Zooming fuel prices too costly for many

Chill: Evidence mounts that higher fuel prices are hurting low-income families.

February 14, 2003|By Dan Thanh Dang | Dan Thanh Dang,SUN STAFF

It's only February, and Xavier Reed has already racked up $8,000 in unpaid heating bills.

Except, the debt isn't his. It's his customers'.

As winter temperatures keep dropping and fuel prices continue rising, the owner of Can-Do Fuel Oil Co. in West Baltimore sees no choice. Either give his longtime customers a temporary pass on paying for the heating oil they need to warm their homes this season, or leave hundreds of them in the cold.

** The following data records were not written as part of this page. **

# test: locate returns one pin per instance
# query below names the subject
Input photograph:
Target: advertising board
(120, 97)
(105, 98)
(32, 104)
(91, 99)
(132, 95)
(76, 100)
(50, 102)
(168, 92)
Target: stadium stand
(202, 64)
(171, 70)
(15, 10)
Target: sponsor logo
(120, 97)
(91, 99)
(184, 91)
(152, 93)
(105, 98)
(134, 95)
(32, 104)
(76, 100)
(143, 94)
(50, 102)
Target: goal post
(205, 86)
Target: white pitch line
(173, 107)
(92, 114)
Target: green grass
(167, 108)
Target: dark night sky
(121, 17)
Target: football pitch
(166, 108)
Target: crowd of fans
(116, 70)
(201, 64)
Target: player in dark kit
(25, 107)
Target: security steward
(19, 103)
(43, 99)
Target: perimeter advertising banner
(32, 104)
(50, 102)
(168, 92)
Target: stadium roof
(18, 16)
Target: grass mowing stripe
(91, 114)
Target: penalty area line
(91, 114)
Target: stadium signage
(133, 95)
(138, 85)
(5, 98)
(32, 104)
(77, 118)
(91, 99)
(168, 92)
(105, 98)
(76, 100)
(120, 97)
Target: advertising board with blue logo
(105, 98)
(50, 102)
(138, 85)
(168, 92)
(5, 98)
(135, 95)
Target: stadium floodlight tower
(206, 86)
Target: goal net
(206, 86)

He's willing to take the risk.

"Most of my customers are on the low-income side," said Reed, the second-generation owner of the family-run business on Baker Street.

"These are people who have been buying oil from me for years. They have to have oil. They have to have heat. Most of them have overspent their winter fuel budget. Do I turn them away? The situation is that people are going to be priced out of keeping warm."

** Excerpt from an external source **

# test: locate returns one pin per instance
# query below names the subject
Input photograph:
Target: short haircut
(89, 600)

Across the state and country, colder weather, higher demand, low inventories and uncertainty over major overseas oil suppliers have combined forces this year to hit people hard at home and at the gas pump.

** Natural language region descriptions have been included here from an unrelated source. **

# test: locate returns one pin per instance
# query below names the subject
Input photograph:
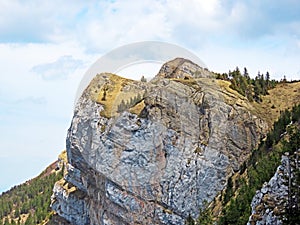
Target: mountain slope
(181, 148)
(29, 203)
(159, 164)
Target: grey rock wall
(160, 166)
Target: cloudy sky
(46, 47)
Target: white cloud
(60, 69)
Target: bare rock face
(160, 156)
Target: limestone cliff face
(152, 153)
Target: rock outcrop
(153, 153)
(270, 204)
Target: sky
(47, 46)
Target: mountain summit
(155, 152)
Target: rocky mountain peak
(184, 69)
(153, 153)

Over the next several months, experts say, Marylanders and their neighbors should brace for increasingly volatile fuel prices as threats of war in the Middle East and the strike in Venezuela continue to cause sharp spikes in the price of oil.

The price of light sweet crude rose to a 26-month high yesterday on the New York Mercantile Exchange, reaching $36.40 per barrel.

The average retail price for regular gasoline rose for the ninth week in a row to a little over $1.60 per gallon, the highest price since June 2001, according to the U.S. Energy Information Administration.

Natural gas

Natural gas prices are creeping up as well. Although oil and natural gas markets are separate, the prices for the two tend to move together because they compete in the industrial and power generation sector, according to the Natural Gas Supply Association.

In this region, Baltimore Gas and Electric Co. is projecting a 30 percent to 40 percent increase in residential customers' heating bills for the entire winter. That translates to an additional $140 to $150 per customer for the entire heating season from November to March.

Few are blaming price gouging on this season's misery, unlike two years ago when energy companies were accused of taking advantage of the power crisis in the West. Instead, experts say you can blame the poor economy and current events.

"It's really a sticker shock for customers," said John C. Felmy, the chief economist for the American Petroleum Institute. "It depends on three factors. What happens with Venezuela? What happens with Iraq? What happens with the weather? The prices could get better. They could get worse. It's anybody's guess."

All it means is that to cut down on fuel costs this winter, people will have to turn the thermostat down a notch or two, put on a sweater, throw a couple of more blankets on at night and maybe fill up the car with regular instead of premium gasoline.

For Janette Penn, it meant loading up her Toyota Camry with Amoco's $1.69 per gallon mid-grade gas instead of premium, which was selling for $1.73 at the Orleans Street station.

It's only a 4-cent difference, but every little bit counts, especially since the heating bill for her Northeast Baltimore apartment shot up 47 percent last month.

"It used to cost me $13 to fill up my car, now it's $20," said Penn, 43, an insurance claims processor who also holds a part-time catering job.

"My natural gas bill used to be $75. Now it's $110. I'm single. I work two jobs just to get ahead. Now, I'm just trying to maintain.

"What can you do? You have to get to and from. You have to have heat. There's no way around it."

That's exactly what advocates for the poor are worried about. Although heating bills haven't soared the way they did in 2001 when natural gas prices doubled and tripled, groups such as the Fuel Fund of Maryland are concerned that large-scale utility service terminations could come in the spring if low-income customers can't pay their winter heating bills.

And high prices aren't just hurting the poor, said executive director Mary Ellen Vanni. They are also taking a toll on middle-income families that usually donate to the fuel fund.

"Some people have already called us this year and said they can't give to us because the cost of their own fuel bill has increased," Vanni said.

"We've also got families coming back for help a second time, and that does make it difficult because it's supposed to be a one-time grant. But people are finding themselves in extreme need.

"We're worried that a lot of these people could get shut off by spring time."

State energy agencies have also been hitting the streets since November to urge low-income residents to apply for assistance.